Trim-Trimpo excel in innovative experimentalism on debut album
(Published: July 11, 2011)
July 10, 2011 (Wellington City, New Zealand) Written by Robert Sutton. Imagine a broken puzzle on the floor, its pieces scattered about in geometric figures. At first they don't seem to make sense, a jumble of different shapes. But there is something alluring about them, appealing to intellectual curiosity. After gazing upon it, patterns start to emerge.
The same can be said for Trim-Trimpo, an innovative acoustic jazz trio that eschews accessible melodies for outré experimentalism and chilly improvisation. Trim-Trimpo has just released their self-titled debut album, and it's quite unlike anything on the market.
Featuring pianist Duncan Haynes, bassist Goncalo Almeida, and percussionist Luis Candeias, Trim-Trimpo flip over any clichés associated with jazz trios.

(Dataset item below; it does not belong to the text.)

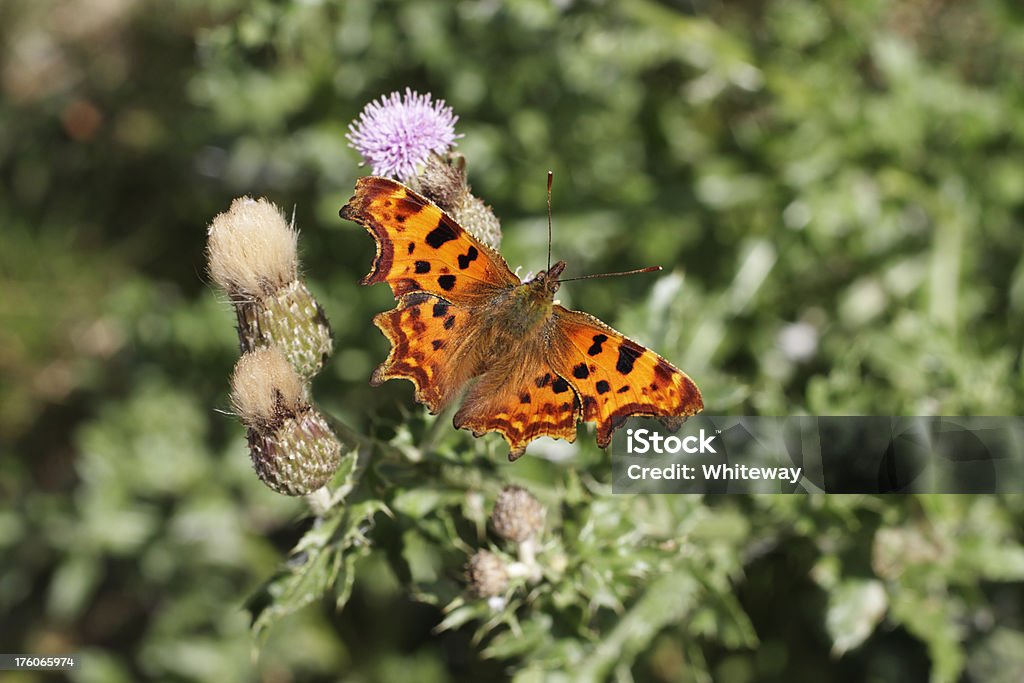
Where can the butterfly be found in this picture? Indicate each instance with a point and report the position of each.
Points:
(463, 317)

This is a truly challenging, adventurous group; they produce music that redefines progressive jazz, liberating themselves from any stylistic restrictions and allowing their imaginations to run wild.
Some of the album has the atmospheric qualities of a film soundtrack but only for the artiest of cinema. On "Static Horizon," Haynes' piano seems to materialize behind bits of odd, ominous noise; it's like William S. Burroughs' disorienting, cut-and-splice prose as interpreted by instruments.
"Unprepared" has the quirky, childlike feel of a Tim Burton film while the clanging percussion of "Luis' Thing" is the perfect score to a chase scene. The band is completely out of control on the aptly named "Chaos" with Haynes and Candeias jamming as if their lives depended on it. However, Trim-Trimpo ends the record on a relatively mellow note with the scratchy percussion, minimalist piano, and spine-tingling bass of "Epilogue."
Trim-Trimpo was brought together by a string of jazz festivals in Portugal in 2007. At the time they performed as a quartet with saxophonist Bruno Margalho to play Haynes' compositions. They decided to reunite as a trio in the Netherlands to record the bracing abstract soundscapes that propel this album.